Z.ai Open-Sources GLM-5.1, a 744-Billion-Parameter Model That Tops SWE-Bench Pro Ahead of GPT-5.4 and Claude Opus 4.6

Overview

Z.ai, the Chinese AI lab formerly known as Zhipu AI, on April 8 released GLM-5.1, an open-source large language model that the company says outperforms both GPT-5.4 and Claude Opus 4.6 on the SWE-Bench Pro software engineering benchmark. The model weights are available on Hugging Face under the MIT license, according to The Decoder.

GLM-5.1 is a post-training upgrade to the GLM-5 foundation model released in February 2026. The architecture remains unchanged: a 744-billion-parameter mixture-of-experts (MoE) design with 40 billion active parameters per token, a 200,000-token context window, and a maximum output length of 131,072 tokens, as reported by The Decoder.

Benchmark Results

On SWE-Bench Pro, a benchmark that measures a model’s ability to resolve real-world software engineering tasks, GLM-5.1 scored 58.4 percent, according to The Decoder. That places it ahead of GPT-5.4 at 57.7 percent and Claude Opus 4.6 at 57.3 percent. On CyberGym, a cybersecurity benchmark, the model scored 68.7 percent, exceeding Claude Opus 4.6’s 66.6 percent.

The results are not uniformly strong. On the Humanity’s Last Exam (HLE) reasoning benchmark, GLM-5.1 scored 31 percent, trailing Gemini 3.1 Pro at 45 percent and GPT-5.4 at 39.8 percent, as reported by The Decoder. This gap suggests the model’s improvements are concentrated in coding and agentic tasks rather than general reasoning.

Agentic Capabilities

The primary advance in GLM-5.1 over its predecessor is the ability to sustain autonomous work sessions for extended periods. Where GLM-5 and competing models typically plateau after roughly 50 turns of interaction, GLM-5.1 continues refining its approach across hundreds of iterations, according to VentureBeat. Z.ai describes this as the model’s capacity for “self-directed optimization,” allowing it to recognize dead ends, revise strategy, and try new approaches without human intervention.
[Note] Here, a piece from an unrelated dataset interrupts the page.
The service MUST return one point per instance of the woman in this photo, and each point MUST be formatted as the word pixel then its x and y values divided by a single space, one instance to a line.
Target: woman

In one demonstration cited by The Decoder, the model made six distinct strategic shifts while optimizing a vector database over 600 iterations, ultimately achieving a throughput of 21,500 queries per second compared to a starting baseline of 3,547 QPS. Z.ai frames the upgrade as a shift “from vibe coding to agentic engineering,” positioning the model for tasks that require sustained multi-hour execution rather than single-turn responses.

Architecture and Training

GLM-5.1’s improvements come from refined reinforcement learning and alignment rather than additional pre-training. The underlying GLM-5 architecture was trained on approximately 28.5 trillion tokens, nearly double the 23 trillion used for its predecessor GLM-4.5, according to The Decoder.

Notably, the entire GLM-5 family was trained on approximately 100,000 Huawei Ascend 910B chips using the MindSpore framework, with no Nvidia GPUs used at any point in the process. This makes GLM-5.1 one of the most capable models trained entirely on non-Nvidia hardware, a detail with implications for the ongoing US export controls on advanced AI chips to China.

Company Background

Z.ai, a Tsinghua University spinoff backed by Alibaba, Tencent, and Xiaomi, completed a Hong Kong IPO on January 8, 2026, raising approximately HKD 4.35 billion (roughly $558 million), according to The Decoder. The company has been valued at over $5 billion.

What Remains Unclear

All benchmark results cited above come from Z.ai’s own testing. Independent verification by third parties has not yet been published. The model’s weaker performance on abstract reasoning benchmarks like HLE also raises questions about whether the coding-focused improvements generalize to other domains.

The computational resources required to run GLM-5.1 locally remain substantial, requiring multiple high-end GPUs for inference. While the MIT license removes legal barriers to commercial use, the hardware demands may limit adoption to organizations with significant compute budgets or those willing to use Z.ai’s hosted API.